Шуту открылась неоглядная дыра. И, протягивая руки в трубу, шут сказал: «В трубы проваливаются.

Проваливаются».

И он провалился.

Там, где вертелся снежный шут, взволнованно запорхали белые мухи.

А он вспоминал в трубе: «Вот так же, бывало, здесь целовала меня невеста-метелица.

Сидела и думала обо мне.

Мы оба любили.

Прошло это время.
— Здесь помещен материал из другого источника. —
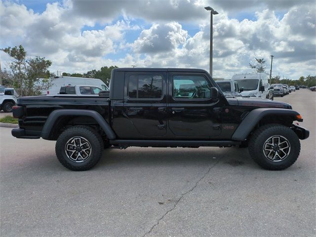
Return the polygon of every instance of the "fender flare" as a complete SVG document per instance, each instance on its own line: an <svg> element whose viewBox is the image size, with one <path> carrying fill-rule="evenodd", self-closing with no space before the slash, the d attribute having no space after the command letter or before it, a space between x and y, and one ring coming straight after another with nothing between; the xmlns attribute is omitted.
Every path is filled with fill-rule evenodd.
<svg viewBox="0 0 316 237"><path fill-rule="evenodd" d="M244 141L255 127L258 122L265 116L267 115L281 115L290 116L293 120L303 121L299 119L296 116L300 114L296 111L288 109L278 109L275 108L262 108L255 109L251 111L243 119L232 136L234 141Z"/></svg>
<svg viewBox="0 0 316 237"><path fill-rule="evenodd" d="M40 136L43 139L47 140L56 120L61 116L83 116L92 117L103 129L109 140L114 140L116 137L115 133L110 125L98 112L93 110L75 109L57 110L51 112L45 122Z"/></svg>
<svg viewBox="0 0 316 237"><path fill-rule="evenodd" d="M3 104L4 103L5 103L6 102L12 102L15 105L16 105L16 102L13 99L5 98L5 99L3 99L2 102L1 103L1 105L2 105L2 104Z"/></svg>

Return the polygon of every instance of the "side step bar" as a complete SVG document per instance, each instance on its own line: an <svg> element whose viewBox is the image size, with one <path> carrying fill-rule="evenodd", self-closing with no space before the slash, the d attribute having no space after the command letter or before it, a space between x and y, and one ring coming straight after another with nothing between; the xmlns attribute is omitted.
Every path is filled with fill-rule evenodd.
<svg viewBox="0 0 316 237"><path fill-rule="evenodd" d="M157 140L112 140L110 144L121 148L128 147L231 147L239 145L240 142L236 141L186 141Z"/></svg>

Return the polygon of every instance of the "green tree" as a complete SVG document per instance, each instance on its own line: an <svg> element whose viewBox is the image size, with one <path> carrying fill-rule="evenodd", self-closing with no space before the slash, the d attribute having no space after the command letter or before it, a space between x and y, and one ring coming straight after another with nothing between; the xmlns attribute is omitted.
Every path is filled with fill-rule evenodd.
<svg viewBox="0 0 316 237"><path fill-rule="evenodd" d="M13 58L8 63L5 80L9 84L7 85L14 87L20 95L40 94L42 90L48 88L50 61L40 57L27 58L27 52L21 45L1 50Z"/></svg>
<svg viewBox="0 0 316 237"><path fill-rule="evenodd" d="M249 66L251 68L254 69L255 72L256 73L264 73L266 72L266 60L263 58L256 59L256 63L252 64L249 64Z"/></svg>
<svg viewBox="0 0 316 237"><path fill-rule="evenodd" d="M304 78L303 76L301 76L299 79L298 79L300 85L304 85L304 82L305 82L305 78Z"/></svg>

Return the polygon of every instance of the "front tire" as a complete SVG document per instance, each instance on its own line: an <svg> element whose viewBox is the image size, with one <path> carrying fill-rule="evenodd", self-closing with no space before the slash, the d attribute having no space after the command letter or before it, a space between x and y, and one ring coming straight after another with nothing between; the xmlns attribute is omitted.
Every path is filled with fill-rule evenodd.
<svg viewBox="0 0 316 237"><path fill-rule="evenodd" d="M58 137L55 151L59 162L74 171L90 169L100 160L104 145L100 135L87 126L75 126Z"/></svg>
<svg viewBox="0 0 316 237"><path fill-rule="evenodd" d="M256 130L249 141L249 152L256 163L269 170L288 168L297 159L301 144L290 128L269 124Z"/></svg>
<svg viewBox="0 0 316 237"><path fill-rule="evenodd" d="M3 110L3 112L5 113L11 113L12 112L12 108L14 105L12 102L5 102L3 105L2 106L2 109Z"/></svg>

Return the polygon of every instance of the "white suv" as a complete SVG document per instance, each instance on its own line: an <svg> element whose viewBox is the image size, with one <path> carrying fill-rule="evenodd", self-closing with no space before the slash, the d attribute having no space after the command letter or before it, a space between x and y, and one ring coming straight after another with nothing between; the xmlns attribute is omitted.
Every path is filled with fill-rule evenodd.
<svg viewBox="0 0 316 237"><path fill-rule="evenodd" d="M13 88L6 88L4 93L0 94L0 110L12 112L12 107L16 104L18 95Z"/></svg>
<svg viewBox="0 0 316 237"><path fill-rule="evenodd" d="M266 99L269 97L270 88L268 76L264 73L246 73L236 74L232 78L238 83L239 88L243 91L242 96L250 96Z"/></svg>

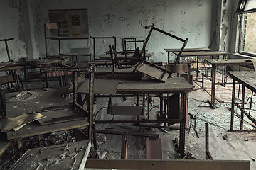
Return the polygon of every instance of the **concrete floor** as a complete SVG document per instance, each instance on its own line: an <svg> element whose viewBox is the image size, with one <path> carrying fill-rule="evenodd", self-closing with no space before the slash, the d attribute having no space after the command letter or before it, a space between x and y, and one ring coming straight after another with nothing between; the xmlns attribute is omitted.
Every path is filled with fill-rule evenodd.
<svg viewBox="0 0 256 170"><path fill-rule="evenodd" d="M217 81L220 81L220 74L217 74ZM231 81L230 79L228 79ZM198 83L200 85L201 84ZM194 82L195 89L200 86ZM192 154L192 156L198 159L205 159L205 123L209 123L210 136L210 152L214 159L231 159L231 160L250 160L251 169L256 169L256 163L253 161L256 158L256 135L254 132L228 132L230 129L230 108L231 108L231 93L232 85L216 86L216 108L212 109L207 103L208 99L210 99L211 81L205 80L205 89L198 89L189 93L188 99L188 113L196 115L196 130L199 138L196 135L194 128L194 120L188 120L191 126L190 132L188 129L186 131L186 151ZM237 86L238 87L238 86ZM238 89L237 89L237 91ZM251 92L246 90L246 98L251 96ZM136 103L136 98L128 98L130 105ZM159 105L157 98L154 98L154 106ZM114 98L116 104L124 103L122 98ZM253 104L255 100L253 100ZM100 108L107 106L107 98L98 99L95 105L95 112ZM252 105L255 106L255 105ZM151 106L150 106L149 109ZM247 106L249 107L249 106ZM255 108L255 107L254 107ZM254 108L255 109L255 108ZM151 118L156 117L157 108L150 112ZM252 114L255 111L252 110ZM240 113L238 111L238 113ZM108 117L107 117L108 116ZM188 116L189 117L189 116ZM107 110L102 110L99 113L97 120L111 118L110 115L107 115ZM238 130L240 128L240 119L235 118L234 120L234 129ZM250 125L250 121L245 118L244 123L245 130L254 130ZM191 124L191 125L190 125ZM176 126L177 125L174 125ZM118 130L128 130L134 132L155 132L159 134L161 144L163 159L172 159L177 157L177 152L175 150L173 140L175 137L178 138L178 130L165 129L164 132L158 128L148 129L146 128L133 127L132 125L97 125L97 128L109 129ZM228 135L228 140L225 140L223 136ZM121 152L121 136L113 135L98 135L97 144L99 145L99 154L101 158L113 159L120 158ZM145 159L146 155L145 139L135 137L128 137L128 153L127 158L131 159Z"/></svg>

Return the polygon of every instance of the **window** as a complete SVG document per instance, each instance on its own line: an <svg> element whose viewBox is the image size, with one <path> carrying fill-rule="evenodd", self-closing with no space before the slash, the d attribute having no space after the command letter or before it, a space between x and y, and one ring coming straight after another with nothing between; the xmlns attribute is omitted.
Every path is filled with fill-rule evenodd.
<svg viewBox="0 0 256 170"><path fill-rule="evenodd" d="M240 1L238 52L256 57L256 0Z"/></svg>

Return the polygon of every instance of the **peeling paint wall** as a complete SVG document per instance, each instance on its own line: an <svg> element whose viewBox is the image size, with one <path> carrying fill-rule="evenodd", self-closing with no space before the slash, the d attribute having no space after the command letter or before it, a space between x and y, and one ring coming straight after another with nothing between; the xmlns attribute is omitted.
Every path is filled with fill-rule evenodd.
<svg viewBox="0 0 256 170"><path fill-rule="evenodd" d="M2 0L0 2L0 39L14 38L8 42L11 58L15 61L26 57L23 25L23 13L19 0ZM4 42L0 42L0 62L7 62Z"/></svg>
<svg viewBox="0 0 256 170"><path fill-rule="evenodd" d="M187 47L208 47L210 39L212 1L210 0L37 0L34 1L36 37L38 42L39 56L45 55L43 23L48 22L48 10L87 8L89 34L92 36L116 36L117 50L122 50L122 38L136 37L144 40L149 30L146 25L155 24L182 38L188 38ZM97 41L97 55L108 50L112 41ZM89 47L92 52L91 39L63 41L63 52L71 48ZM53 42L54 43L54 42ZM56 45L49 47L51 54L57 54ZM164 48L179 48L182 42L153 32L147 50L156 61L166 61Z"/></svg>

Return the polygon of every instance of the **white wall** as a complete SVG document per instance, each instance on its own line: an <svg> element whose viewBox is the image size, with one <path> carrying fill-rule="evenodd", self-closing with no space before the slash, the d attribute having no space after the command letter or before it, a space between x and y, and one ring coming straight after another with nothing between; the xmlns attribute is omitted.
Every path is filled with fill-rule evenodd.
<svg viewBox="0 0 256 170"><path fill-rule="evenodd" d="M87 8L90 35L116 36L117 50L122 50L122 38L146 39L149 30L144 27L151 23L181 38L188 38L186 47L208 47L210 40L212 0L36 0L33 3L36 32L33 37L36 38L38 57L41 57L45 55L43 23L48 22L49 9ZM90 47L92 52L92 42L91 39L63 41L63 52ZM98 42L97 55L107 50L109 44L107 40ZM146 50L155 61L166 62L167 54L164 48L179 48L182 44L153 32ZM49 50L58 53L56 46Z"/></svg>
<svg viewBox="0 0 256 170"><path fill-rule="evenodd" d="M25 35L23 28L22 11L19 1L1 0L0 2L0 39L14 38L9 41L11 58L27 56ZM0 42L0 62L7 62L8 57L4 42Z"/></svg>

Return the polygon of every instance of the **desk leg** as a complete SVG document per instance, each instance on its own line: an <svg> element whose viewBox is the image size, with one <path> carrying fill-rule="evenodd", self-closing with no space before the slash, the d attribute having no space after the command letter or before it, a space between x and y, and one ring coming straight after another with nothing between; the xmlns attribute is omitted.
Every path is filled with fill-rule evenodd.
<svg viewBox="0 0 256 170"><path fill-rule="evenodd" d="M170 52L168 52L168 58L167 58L167 64L169 64L170 63Z"/></svg>
<svg viewBox="0 0 256 170"><path fill-rule="evenodd" d="M196 56L196 80L198 81L198 56Z"/></svg>
<svg viewBox="0 0 256 170"><path fill-rule="evenodd" d="M235 80L233 80L232 86L232 103L231 103L231 120L230 120L230 131L233 130L234 125L234 109L235 109Z"/></svg>
<svg viewBox="0 0 256 170"><path fill-rule="evenodd" d="M245 108L245 86L242 85L242 108ZM235 100L235 98L234 98ZM242 130L243 127L243 118L244 118L244 111L241 110L241 120L240 120L240 130Z"/></svg>
<svg viewBox="0 0 256 170"><path fill-rule="evenodd" d="M180 123L180 141L179 141L179 149L181 154L181 159L185 156L185 115L186 115L186 93L181 94L181 111L180 118L181 122Z"/></svg>
<svg viewBox="0 0 256 170"><path fill-rule="evenodd" d="M216 81L216 65L213 65L212 69L212 89L210 96L210 107L215 108L215 81Z"/></svg>
<svg viewBox="0 0 256 170"><path fill-rule="evenodd" d="M19 85L18 82L18 72L17 69L14 70L14 81L15 81L15 91L19 91Z"/></svg>

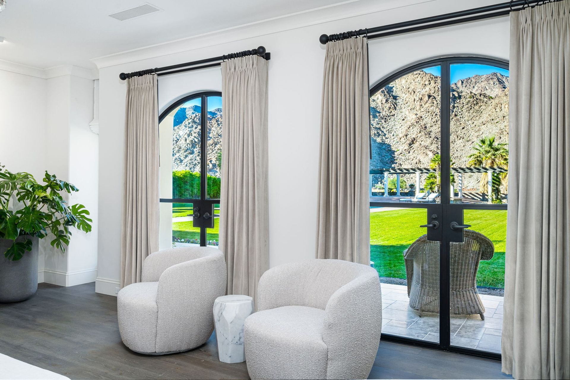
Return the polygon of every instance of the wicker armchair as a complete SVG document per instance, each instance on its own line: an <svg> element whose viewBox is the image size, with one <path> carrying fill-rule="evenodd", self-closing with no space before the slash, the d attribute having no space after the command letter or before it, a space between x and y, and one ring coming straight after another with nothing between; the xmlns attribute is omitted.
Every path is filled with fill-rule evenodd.
<svg viewBox="0 0 570 380"><path fill-rule="evenodd" d="M450 248L450 311L451 314L478 314L485 307L477 293L479 261L490 260L493 243L479 232L466 230L463 243ZM419 238L404 252L410 307L419 312L439 312L439 242Z"/></svg>

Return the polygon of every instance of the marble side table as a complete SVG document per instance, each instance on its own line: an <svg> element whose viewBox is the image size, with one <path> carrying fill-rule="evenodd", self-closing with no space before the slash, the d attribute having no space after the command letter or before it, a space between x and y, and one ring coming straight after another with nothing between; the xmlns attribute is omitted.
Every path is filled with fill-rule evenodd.
<svg viewBox="0 0 570 380"><path fill-rule="evenodd" d="M214 322L218 340L218 356L224 363L245 361L243 322L253 312L253 300L249 296L218 297L214 302Z"/></svg>

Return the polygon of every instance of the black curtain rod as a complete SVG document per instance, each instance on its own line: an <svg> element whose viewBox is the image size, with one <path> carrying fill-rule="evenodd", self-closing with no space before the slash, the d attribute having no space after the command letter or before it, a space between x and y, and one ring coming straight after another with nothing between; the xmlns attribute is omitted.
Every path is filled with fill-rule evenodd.
<svg viewBox="0 0 570 380"><path fill-rule="evenodd" d="M560 0L512 0L484 7L467 9L457 12L446 13L437 16L424 17L410 21L398 22L374 28L351 30L337 34L322 35L319 40L323 45L327 42L338 41L352 37L367 36L368 39L388 36L404 34L410 32L425 30L433 28L455 25L465 22L499 17L508 15L511 11L519 11L527 7L534 7L546 3L556 2Z"/></svg>
<svg viewBox="0 0 570 380"><path fill-rule="evenodd" d="M127 73L121 72L119 75L119 77L120 78L121 80L125 80L127 78L132 78L133 76L142 76L143 75L148 75L149 74L156 74L159 76L162 75L169 75L170 74L176 74L180 72L185 72L186 71L192 71L193 70L198 70L199 69L206 68L207 67L219 66L222 64L222 62L228 59L239 58L240 57L246 57L249 55L257 55L267 60L271 59L271 53L267 52L264 47L259 46L256 49L238 51L237 53L230 53L225 55L221 55L219 57L214 57L213 58L199 59L197 61L192 61L192 62L186 62L186 63L179 63L178 64L170 65L170 66L165 66L164 67L149 68L146 70L134 71L133 72L129 72Z"/></svg>

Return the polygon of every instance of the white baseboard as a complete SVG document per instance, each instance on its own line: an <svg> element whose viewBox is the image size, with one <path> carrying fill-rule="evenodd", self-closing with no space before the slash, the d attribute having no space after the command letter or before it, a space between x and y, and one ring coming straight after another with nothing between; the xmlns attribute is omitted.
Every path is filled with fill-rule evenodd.
<svg viewBox="0 0 570 380"><path fill-rule="evenodd" d="M97 277L95 279L95 293L117 296L116 289L121 286L121 283L117 280Z"/></svg>
<svg viewBox="0 0 570 380"><path fill-rule="evenodd" d="M97 269L88 269L75 272L60 272L43 269L43 282L62 287L72 287L92 283L97 278ZM38 280L39 277L38 277Z"/></svg>

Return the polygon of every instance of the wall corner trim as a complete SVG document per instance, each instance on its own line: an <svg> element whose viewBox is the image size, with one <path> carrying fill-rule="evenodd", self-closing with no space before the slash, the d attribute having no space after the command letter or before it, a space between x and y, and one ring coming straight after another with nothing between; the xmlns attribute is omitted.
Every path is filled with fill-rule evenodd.
<svg viewBox="0 0 570 380"><path fill-rule="evenodd" d="M97 277L95 279L95 293L106 294L108 296L117 296L116 288L120 287L120 281L113 279Z"/></svg>

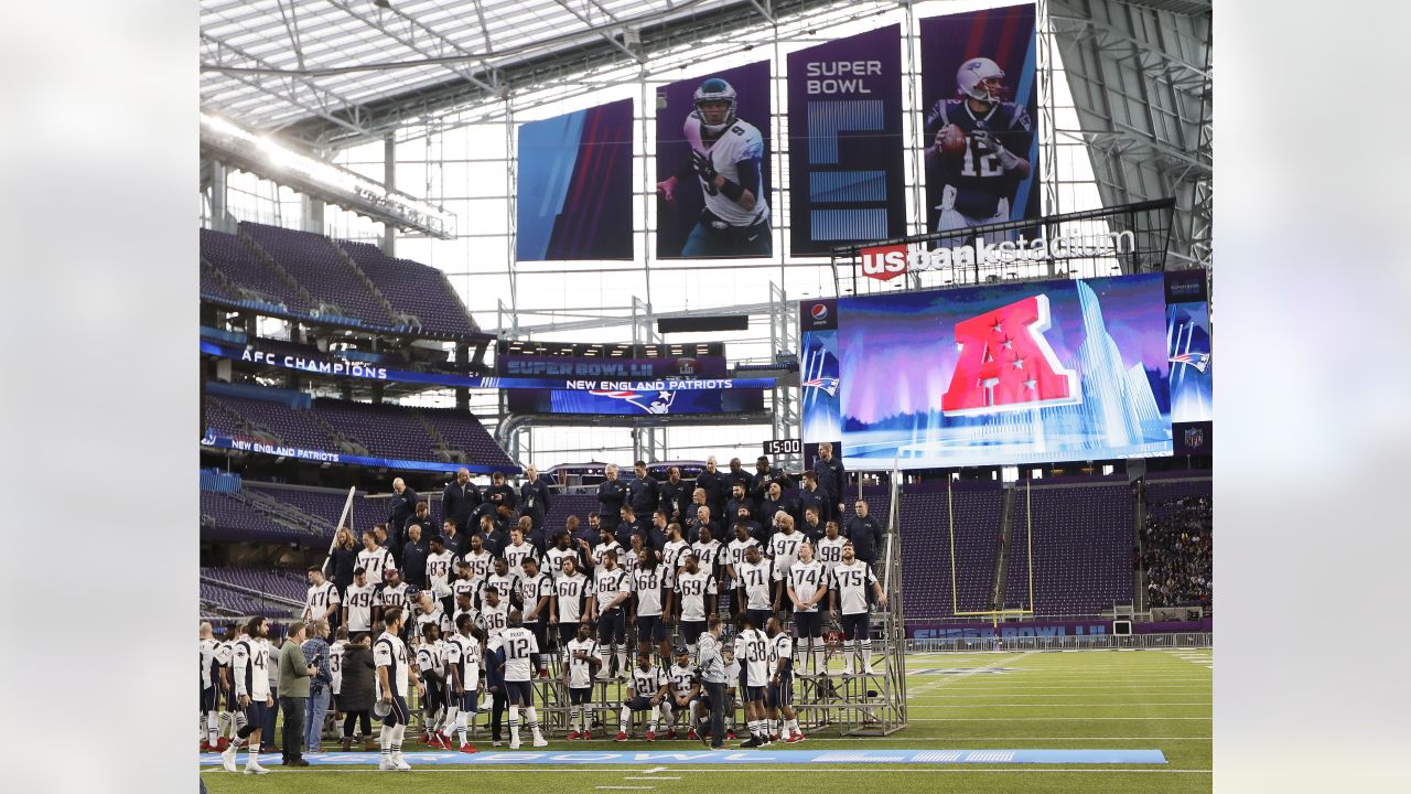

И вот она истаяла».

Тень Адама Петровича, неизменно вырастая, рвалась вперед от него, удлиняясь и тая на тротуаре.

Калоши Адама Петровича, все так же похрустывая, разрывали лед, проваливаясь и черпая воду.

А уж на стене вырастала еще тень, а за ней поднималась еще.

И все двойники вырастали и таяли, уплывая вперед.

Так шел он, окруженный кучкою призрачных двойников.

Так хлопал калошами он, проваливаясь в лужи.

Когда же он пошел обратно, все те двойники, что истаяли, возникали опять и плыли обратно: вырастали и таяли.

Шут вспоминал улицы, зараженные таяньем:

«Мы, шуты, нашалили — и вот все тает: тает и разваливается».

Взглянул на себя просто и ясно и увидел, что струится.

И проструился.

Оттепель мертвенно положила его многослезным холмом.

Протянулись лужицы. Разрезали холм синеватыми пятнами, и холм смяк.

И струйки заговорили у тротуаров.

Повстречали друг друга, где звездочка-лампадка кропила пурпуром слякоть, озаряя образ Богородицы.

Высокая, с золотыми волосами, она шла к нему легкой, вкрадчивой походкой.

Очи, уклончивые цветы, еще издали заяснели они на него.

Он спросил ее взором, она не ответила, только сказала:

«Сладкая у меня с лета о Господе тайна».

Он опять спросил, она ничего не ответила.

Только сказала:

«Вы теперь можете приходить».

Они подняли друг на друга голубые глаза и замерли, как бы не замечая друг друга.

Он улыбнулся, а она без улыбки прошла мимо, закрывая муфточкой стыдливое, розовое лицо.

И там, где стояли они, проливалось сиянье лампадки, старинное, вечно-грустное.

Все то же.

А на дворике все было рыхлое, и снеговая баба, повитая теплом, глядела вдаль.

Она глядела вдаль и говорила: «Он тут пролетал.

Он вернется.

Да, он вернется».

А когда все подтаяло, там, где была снеговая баба, осталась только воткнутая метла.

Капли на двориках падали: ниспадали в чашу безвременья.

Собиралась перловая влага.

И протекал ручеек.

Справа запевало: «Снега-а ма-а-и-и те-е-кут». «В тас-ке не-е-мо-о-о-о-о-о», а слева, гудя серебряной струей капели, ветер подхватывал: «о-о-о-но-о-чи-и паследней пургой»… — «а-а-а-а-жет пу-у-сть тебе, а-а-корд м-а-а-и-их с-а-а-зву-чи-и-и» — пересекало справа.

И ветры сливались:

«И-и-но-чи-и бе-е-зу-у-мны-я, но-о-чи-и — бессо-о-о-о-о-чи-и-тся мне верить и любить».

И опять закипела метель.

Торжествующий хаос взметнул тучу снега.

АЛМАЗЫ

Слышался глубокий вздох, который давно начался и не мог кончиться. Это шумели снега в день предвесенний, метельный.

За ясными стеклами голубой гребень дня, вихряной, чесал сугробы; и сугробные кудри курились серебром и золотом.

Светлова вернулась из монастыря усмиренная, прозревшая.

В кружевной ткани ее вьюжного сердца предвестия восходили, как солнце из метельных облаков.

Замирала подолгу у окна, осыпанная воспоминаниями.